Ils font valoir que le manquement de la société WPD à son obligation d'information, et à tout le moins à son obligation de bonne foi, a directement causé leurs préjudices car ce sont les fausses informations délivrées par cette société qui les ont conduits à négliger l'importance que pouvait avoir pour des acquéreurs l'existence d'un projet éolien et à ne pas informer convenablement les époux Z, ce qui leur a finalement coûter 34518,80 euros, montant du préjudice financier dont ils réclament réparation.
Ils soulignent avoir également subi un préjudice moral qu'ils évaluent pour chacun d'eux à 30'000 euros.
A titre alternatif, ils prétendent que la responsabilité de la société WPD Energie 21 est engagée pour troubles anormaux du voisinage.
Ils précisent qu'ils avaient initialement mis en vente leur maison au prix de 270'000 euros ; que l'immeuble ne trouvant pas preneur, le prix du mandat de vente a été réduit à plusieurs reprises jusqu'à 180'000 euros et qu'il a finalement été vendu le 22 décembre 2010 à ce prix.
Ils exposent que l'immobilisation et la dépréciation de l'immeuble constituent des troubles excédant pour eux les inconvénients normaux du voisinage avec la société WPD ; que le fait que les éoliennes ne soient pas encore érigées à ce jour est indifférent ; que la société WPD a été depuis l'annonce du début du projet éolien de Tigné, leur voisin ; que le permis de construire a été purgé de tout recours des tiers de sorte que les éoliennes verront bien le jour ; que la société WPD doit donc réparer le préjudice qui découle d'ores et déjà de son projet qui est certain.

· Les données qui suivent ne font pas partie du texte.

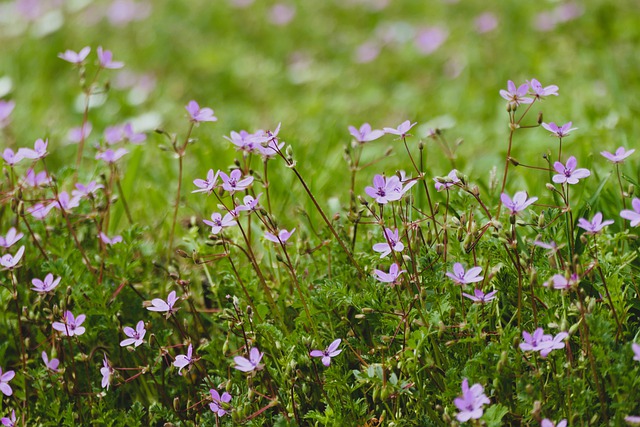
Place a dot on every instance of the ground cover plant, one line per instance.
(207, 236)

Ils sollicitent en conséquence au titre de la perte de valeur de l'immeuble, une indemnisation équivalente à la moitié de la différence entre la mise à prix initiale et le prix de vente final, soit 45'000 euros, ainsi qu'au titre de l'immobilisation de l'immeuble, une indemnité de mévente annuelle équivalente à 5 % de la valeur finale de l'immeuble, soit également 45'000 euros.
La société WPD indique tout d'abord que les pièces dont le rejet est demandé constituent des actes de procédure qui ne sont pas, par leur nature, soumis au secret professionnel. Elle souligne en outre que les époux X sollicitent le rejet de pièces qu'ils versent eux-mêmes aux débats.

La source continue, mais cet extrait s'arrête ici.